Voyage à Aix-Savoie, Turin, Milan, retour par la Suisse, en 1859/22


CHAPITRE XXII.


Dijon. — Paris. — Abbeville.

Le 30 septembre, je me réveille bien reposé. J’étais couché dans un lit français, j’avais dormi, oui ! dormi tout-à-fait, ce qui ne m’était pas arrivé de longtemps, à mon grand ennui.

Ah ! que veiller est métier rude !
Et combien c’est bon de dormir !
Si ce n’est la béatitude
Que Dieu promet pour avenir
Aux élus dont l’unique étude
Fut de l’aimer et le servir,
Ce doit en être le prélude.

Mourir, au fait, me déplaît fort,
Mais qu’on est bien dès qu’on est mort !
Si douce est la métamorphose
Qu’à peine a-t-on sauté le pas,
Puis un peu goûté de la chose,
Qu’on ne veut plus rien ici-bas
Que le nid où l’on vous dépose.

Mes bons amis, ayez bien soin
Qu’on n’embarrasse pas ce coin

Du platras de l’apothéose :
De marbre ici point n’est besoin.
Qu’à l’aise y fleurisse le foin !
Surtout pas de vers ni de prose,
Ni Requiem à grand fracas.
Je ne voudrais, à mon trépas,
Que les oiseaux pour virtuoses :
Tout seuls ils feront bien les choses.
Aux lauriers je ne prétends pas,
Mais laissez-y croître les roses.

Dijon était pour moi une ville nouvelle, et je ne veux pas la quitter sans l’avoir au moins entrevue.

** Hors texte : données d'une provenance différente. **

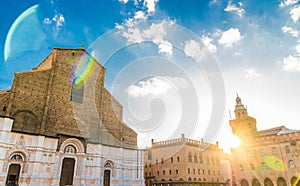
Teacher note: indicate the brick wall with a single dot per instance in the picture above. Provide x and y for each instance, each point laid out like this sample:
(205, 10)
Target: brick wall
(45, 95)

Près de l’hôtel où je loge sont une porte en arc-de-triomphe et une place bien plantée. La rue où est l’hôtel est large et régulière : c’est une belle rue.

La cathédrale, dédiée à sainte Bénigne, est d’un bon style. La flèche est surtout renommée pour sa légèreté. Sa cime ou pointe est à cent mètres du sol.

Derrière, on a découvert, en 1858, l’ancienne église. Il paraît qu’il y a quelque danger à la visiter, car le gardien, d’après sa consigne, ne veut point m’y laisser entrer, pas même regarder : il donne pour raison que si j’y regardais, cela donnerait envie aux autres d’y regarder aussi. — Sur ce, je lui demandai quel inconvénient il trouvait à cela. — Il me répondit qu’il était inutile de regarder ce qu’on ne devait pas voir. — Notre gardien était un homme logique. D’ordinaire la nature humaine l’est beaucoup moins, car il n’est personne qui n’ait envie de voir ce qui lui est défendu de regarder, et vous en aurez la preuve par cette simple expérience : pratiquez une petite ouverture dans un mur quelconque, en un lieu qui ne soit pas trop en vue, et écrivez dessus en grosses lettres : il est défendu de regarder par ce trou ; vous pouvez être assuré que sur vingt personnes qui passeront, il y en aura dix-huit qui, après s’être assurées que nul ne les guette, iront poser leur œil à l’ouverture.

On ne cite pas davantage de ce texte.